Transcendance légale?

L’affaire Cahuzac n’a de cesse de fournir à la presse de quoi noircir les pages de ses quotidiens. Dernier épisode en date, l’arrestation de Pierre Condamin-Gerbier à son retour en Suisse après avoir témoigné devant une commission parlementaire française et deux juges français.

L’on pouvait lire dans Le Temps d’hier les propos suivants, recueillis auprès du Ministère Public de la Confédération:

L’incarcération de Pierre Condamin-Gerbier a suscité de vives protestations parmi les parlementaires qui venaient de l’entendre. La nouvelle de son arrestation n’est évidemment pas faite pour améliorer la perception française de l’attitude de la Suisse à l’égard de l’évasion fiscale. Pour autant, Michael Lauber ne voit aucune raison de ne pas poursuivre les faits qui sont parvenus à la connaissance de la justice, «même si cela n’est politiquement pas très confortable». «Peut-être que ce n’est pas tellement bon pour notre réputation à l’étranger, mais nous faisons ce que notre loi nous ordonne de faire. Ce qui est punissable en Suisse est clair.»

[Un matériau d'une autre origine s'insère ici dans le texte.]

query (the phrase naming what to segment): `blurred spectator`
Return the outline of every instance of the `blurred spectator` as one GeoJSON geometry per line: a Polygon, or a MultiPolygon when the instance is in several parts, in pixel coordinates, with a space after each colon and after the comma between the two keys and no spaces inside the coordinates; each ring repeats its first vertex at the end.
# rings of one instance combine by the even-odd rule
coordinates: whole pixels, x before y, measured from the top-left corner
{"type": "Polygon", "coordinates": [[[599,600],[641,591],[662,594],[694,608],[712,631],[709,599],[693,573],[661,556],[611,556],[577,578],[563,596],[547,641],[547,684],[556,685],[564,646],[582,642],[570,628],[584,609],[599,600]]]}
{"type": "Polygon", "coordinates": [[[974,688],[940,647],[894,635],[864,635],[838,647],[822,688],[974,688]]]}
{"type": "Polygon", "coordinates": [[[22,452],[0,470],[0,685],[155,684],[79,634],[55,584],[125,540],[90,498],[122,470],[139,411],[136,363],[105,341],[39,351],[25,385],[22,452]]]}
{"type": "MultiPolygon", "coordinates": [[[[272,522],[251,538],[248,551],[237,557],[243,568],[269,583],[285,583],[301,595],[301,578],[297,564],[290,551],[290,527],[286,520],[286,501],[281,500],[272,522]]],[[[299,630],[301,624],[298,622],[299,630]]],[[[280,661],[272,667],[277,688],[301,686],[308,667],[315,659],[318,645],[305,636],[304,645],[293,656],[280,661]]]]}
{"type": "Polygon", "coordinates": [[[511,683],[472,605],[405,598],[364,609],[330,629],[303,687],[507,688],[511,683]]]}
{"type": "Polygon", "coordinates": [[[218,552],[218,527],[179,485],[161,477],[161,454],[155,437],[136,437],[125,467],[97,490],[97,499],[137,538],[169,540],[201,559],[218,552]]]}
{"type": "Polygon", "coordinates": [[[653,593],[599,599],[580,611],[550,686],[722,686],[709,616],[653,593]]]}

Comment ne pas être frappé par une telle conception transcendantale de la loi. La loi a-t-elle réellement un contenu déterminé qui nous contraindrait même lorsque nous sommes persuadés que celle-ci est injuste dans un cas précis?

La loi (en l’occurrence l’art. 47 LB et l’art. 273 CP) contient des dispositions générales et abstraites. Son sens ne lui est pas intrinsèque mais extrinsèque et lui est donné lors de son application. Qu’est-ce qu’un secret? A qui appartient le secret? Qu’est-ce qu’un secret d’affaires? En quoi consiste l’action de le rendre accessible?

Chaque cas concret est unique, et il s’agit de voir si un cas bien particulier se prête à l’application de la règle abstraite ou s’il en constitue une exception.  C’est ainsi au moment de son application, de sa concrétisation, qu’un texte légal prend son sens. L’intuition et la réflexion du juge, pivot principal, le mèneront à justifier une application de la disposition (s’il trouve cela juste) ou au contraire sa non-application (s’il trouve cela juste). En cas de non-application de la règle, le juge pourra même parler d’exception à la règle générale et abstraite pour symboliser la validité de celle-ci, bien qu’elle ne s’applique pas dans le cas concret.

Pour en revenir à l’article du Temps, l’invocation d’une loi au contenu clair et contraignant dans un cas d’espèce n’est rien d’autre qu’une manière de cacher ses propres opinions et volontés, de ne pas endosser la responsabilité de ses propos. Pour être sincère, il eût fallut que le Ministère Public dise que les actes de Pierre Condamin-Gerbier correspondent à du service de renseignements économiques (soit d’expliquer brièvement quel est le secret en question et comment il a été rendu accessible à un Etat étranger), ce qui revient à dire que ces actes méritent, aux yeux du Ministère Public, d’être sanctionnés.